In a personal injury protection action, the medical provider is required to prove that the treatment for which they seek compensation was reasonable, related to an auto accident and medically necessary. Auto Owners Ins. Co. v. Marzulli788 So. 2d 1031 (Fla. 2d DCA 2001). In this case, the medical provider submitted materials in support of her motion to establish that no genuine issue of material fact remained. The trial court made a finding that the affidavits submitted properly supported each of the core elements of a lawsuit needed to prove entitlement for personal injury protection benefits. As the treating physician, Dr. Cartaya attested that her care and treatment of Ms. Lorenzo was reasonable, related to that particular auto accident, and medically necessary given the circumstances in the case. Rule 1.510 of the Florida Rules of Civil Procedure provides:

The judgment sought shall be rendered forthwith if the pleadings, depositions, answers to interrogatories, and admissions on file together with the affidavits, if any, show that there is no genuine issue as to any material fact and that the moving party is entitled to a judgment as a matter of law.

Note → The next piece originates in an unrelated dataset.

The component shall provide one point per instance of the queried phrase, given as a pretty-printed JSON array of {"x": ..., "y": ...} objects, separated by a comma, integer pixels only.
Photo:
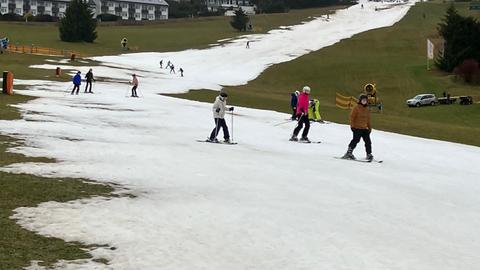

Once the moving party tenders competent evidence to support the motion, the opposing party must come forward with counter evidence sufficient to reveal a genuine issue. Williams v. Garden City Claims, Inc.796 So. 2d 586, 588 (Fla. 3d DCA 2001). It is well established that “it is not sufficient for the opposing party merely to assert an issue does exist.” Harvey Building, Inc. v. Haley, 175 So. 2d 780, 782 (Fla. 1965). Progressive failed to file an affidavit to counter Dr. Cartaya’s affidavit, or in the alternative, provide a medical opinion to support their defense that the treatment was not reasonable, related or necessary.

When Dr. Cartaya filed her motion for summary judgment and the supporting affidavit, Progressive was obligated to demonstrate that an issue of fact existed. Where the opposing party fails to produce an affidavit or other evidence to oppose the motion for summary judgment, the moving party has only to establish a prima facie case for the trial court to be able to enter a summary judgment. Haley, 175 So. 2d at 780, Latour Auto Sales v. Stromberg-Carlson Leasing Corp., 335 So. 2d 600 (Fla. 3d DCA 1976). Such is the case here. Progressive insists an issue exists, but did not submit any affidavits or medical reports to support that position. Progressive was expected to submit contrary evidence, but did not. As a consequence, the absence of contradicting evidence entitles Dr. Cartaya to summary judgment as a matter of law. Therefore, the trial court correctly entered partial summary judgment in the Appellee’s favor.

The Trial Court Did Not Abuse Its Discretion by Striking the Transcript

A trial court’s decisions regarding acceptance or exclusion of evidence are reviewed pursuant to the abuse of discretion standard. Hendry v. Zelaya, 841 So. 2d 572, 575 (Fla. 3d DCA 2003). Abuse of discretion occurs when “no reasonable man would take the view adopted by the trial court”. Canakaris v. Canakaris, 382 So. 2d 1197, 1203 (Fla. 1980).

Ms. Lorenzo’s EUO was taken by Progressive’s special investigator and their counsel on October 18, 2004, in the course of preparing the case for trial. Before Progressive filed a motion to amend its answer and add the affirmative defense of fraud based on the EUO, it chose to withhold the EUO based upon an assertion of privilege and/or a claim that the transcript did not exist.1 The EUO was conveniently “discovered” nearly one year later when Progressive decided to plead an affirmative defense of fraud, in response to Dr. Cartaya’s motion for summary judgment. After much argument, the court decided that Dr. Cartaya would be prejudiced if it were to allow the EUO to become a part of the record, after discovery had long been completed. As reasonable men could differ with regard to the appropriateness of striking the EUO from the record, it cannot be said the trial court abused its discretion in doing so.

Based on the foregoing, this Court affirms the ruling of the county court. (LOPEZ and EIG, JJ., concur.)

__________________

1At first, they actually stated that if they had an EUO it would be work product and subject to privilege, but that they had no EUO in their possession.